Şampiyonlar Ligi finali, Formula 1, ülkelerin seyahat kısıtlamaları derken, turizmin pozitif döneminde olmadığımız büyük gerçek. Hava olumsuz, moraller bozuk! Tam da böyle günlerde geleceğe umutla bakacak, harika bir haber aldım geçtiğimiz hafta... Dünyanın en büyük otel gruplarından Accor’un beyin takımı, tam kapanma sırasında Türkiye’de buluştu. Denetim ziyaretinde bir izlenim verilse de, işin içinden Miami’nin Art Deco mimarisiyle otelcilik dünyasında farklı bir konumda olan popüler markası Feana’nın Türkiye’ye geliş müjdesi çıktı. Bir başka sevindirici gelişmeyse, grubun Londra ve Paris’in de içinde olduğu gelişimine odaklanılacak dört şehirden biri olarak İstanbul’un seçilmesi oldu.

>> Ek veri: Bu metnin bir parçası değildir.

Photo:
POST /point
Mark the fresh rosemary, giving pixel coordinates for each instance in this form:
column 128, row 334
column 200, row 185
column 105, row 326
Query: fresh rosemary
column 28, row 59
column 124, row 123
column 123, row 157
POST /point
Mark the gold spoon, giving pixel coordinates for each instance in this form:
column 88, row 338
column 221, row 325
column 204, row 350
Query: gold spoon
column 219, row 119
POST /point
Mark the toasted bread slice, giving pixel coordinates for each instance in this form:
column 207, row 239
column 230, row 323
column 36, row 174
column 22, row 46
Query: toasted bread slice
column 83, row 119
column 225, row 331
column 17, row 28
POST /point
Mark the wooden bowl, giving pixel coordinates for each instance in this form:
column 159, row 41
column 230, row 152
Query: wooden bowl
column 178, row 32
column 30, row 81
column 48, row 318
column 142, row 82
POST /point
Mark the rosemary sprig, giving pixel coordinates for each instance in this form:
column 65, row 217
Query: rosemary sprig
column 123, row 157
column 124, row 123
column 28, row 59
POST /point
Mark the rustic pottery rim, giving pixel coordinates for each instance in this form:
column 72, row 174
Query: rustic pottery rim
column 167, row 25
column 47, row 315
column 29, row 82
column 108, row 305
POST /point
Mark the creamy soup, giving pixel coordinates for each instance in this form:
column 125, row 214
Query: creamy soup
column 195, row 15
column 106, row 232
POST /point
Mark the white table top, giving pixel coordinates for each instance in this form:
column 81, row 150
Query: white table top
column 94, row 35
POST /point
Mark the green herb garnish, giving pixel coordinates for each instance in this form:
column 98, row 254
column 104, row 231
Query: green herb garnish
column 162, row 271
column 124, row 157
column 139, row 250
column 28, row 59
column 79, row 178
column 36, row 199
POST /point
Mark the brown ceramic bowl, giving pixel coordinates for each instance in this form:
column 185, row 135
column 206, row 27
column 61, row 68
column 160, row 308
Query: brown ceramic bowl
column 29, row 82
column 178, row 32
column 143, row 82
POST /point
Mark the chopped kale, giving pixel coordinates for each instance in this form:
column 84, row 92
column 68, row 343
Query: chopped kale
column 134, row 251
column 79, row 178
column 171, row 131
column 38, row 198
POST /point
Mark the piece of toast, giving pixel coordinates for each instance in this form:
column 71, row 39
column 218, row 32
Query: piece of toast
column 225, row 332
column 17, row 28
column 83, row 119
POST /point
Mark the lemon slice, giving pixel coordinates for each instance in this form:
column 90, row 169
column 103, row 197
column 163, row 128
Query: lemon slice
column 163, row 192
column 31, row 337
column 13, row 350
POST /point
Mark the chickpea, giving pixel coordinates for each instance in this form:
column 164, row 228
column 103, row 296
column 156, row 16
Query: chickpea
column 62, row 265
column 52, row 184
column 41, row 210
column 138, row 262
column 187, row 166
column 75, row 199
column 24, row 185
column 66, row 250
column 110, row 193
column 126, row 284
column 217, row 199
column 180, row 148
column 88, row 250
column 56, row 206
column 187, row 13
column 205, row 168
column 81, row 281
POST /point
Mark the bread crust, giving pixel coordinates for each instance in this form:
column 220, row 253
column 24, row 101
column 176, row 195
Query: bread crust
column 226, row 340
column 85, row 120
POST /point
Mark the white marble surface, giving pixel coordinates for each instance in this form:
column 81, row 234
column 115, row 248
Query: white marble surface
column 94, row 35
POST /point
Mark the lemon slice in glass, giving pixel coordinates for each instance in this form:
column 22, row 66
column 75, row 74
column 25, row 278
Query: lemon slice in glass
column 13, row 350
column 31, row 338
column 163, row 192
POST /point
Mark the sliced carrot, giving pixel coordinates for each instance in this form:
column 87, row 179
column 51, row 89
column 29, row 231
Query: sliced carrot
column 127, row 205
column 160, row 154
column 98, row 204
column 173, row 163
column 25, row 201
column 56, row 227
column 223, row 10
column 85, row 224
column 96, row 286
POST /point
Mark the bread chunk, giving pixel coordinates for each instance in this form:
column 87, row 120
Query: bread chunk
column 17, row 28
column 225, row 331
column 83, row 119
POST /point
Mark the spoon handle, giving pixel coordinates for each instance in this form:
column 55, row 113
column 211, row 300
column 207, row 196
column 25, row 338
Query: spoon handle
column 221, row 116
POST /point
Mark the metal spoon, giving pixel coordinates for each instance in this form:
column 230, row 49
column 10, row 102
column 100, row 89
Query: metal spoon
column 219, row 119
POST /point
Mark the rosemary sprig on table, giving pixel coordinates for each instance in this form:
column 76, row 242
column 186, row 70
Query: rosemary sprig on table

Tabii bunda Türkiye’nin potansiyelinden sonra en büyük pay iki Türk’ün... Accor Otelleri Dünya Ticaret Başkanı Yiğit Sezgin ve Türkiye, Lüks Markalar Müdürü Uğur Talayhan. İsimlerindeki ‘ğ’ harfine kanmayın! Onların global turizmin marka ismi; Yighit ve Ughur’u. Daha önceki yıllarda Türkiye’de görev yapmış Mena ve Hindistan CEO’su Marc Willis’in de ülkemize olan hakimiyeti büyük faktör.
Neden önemli?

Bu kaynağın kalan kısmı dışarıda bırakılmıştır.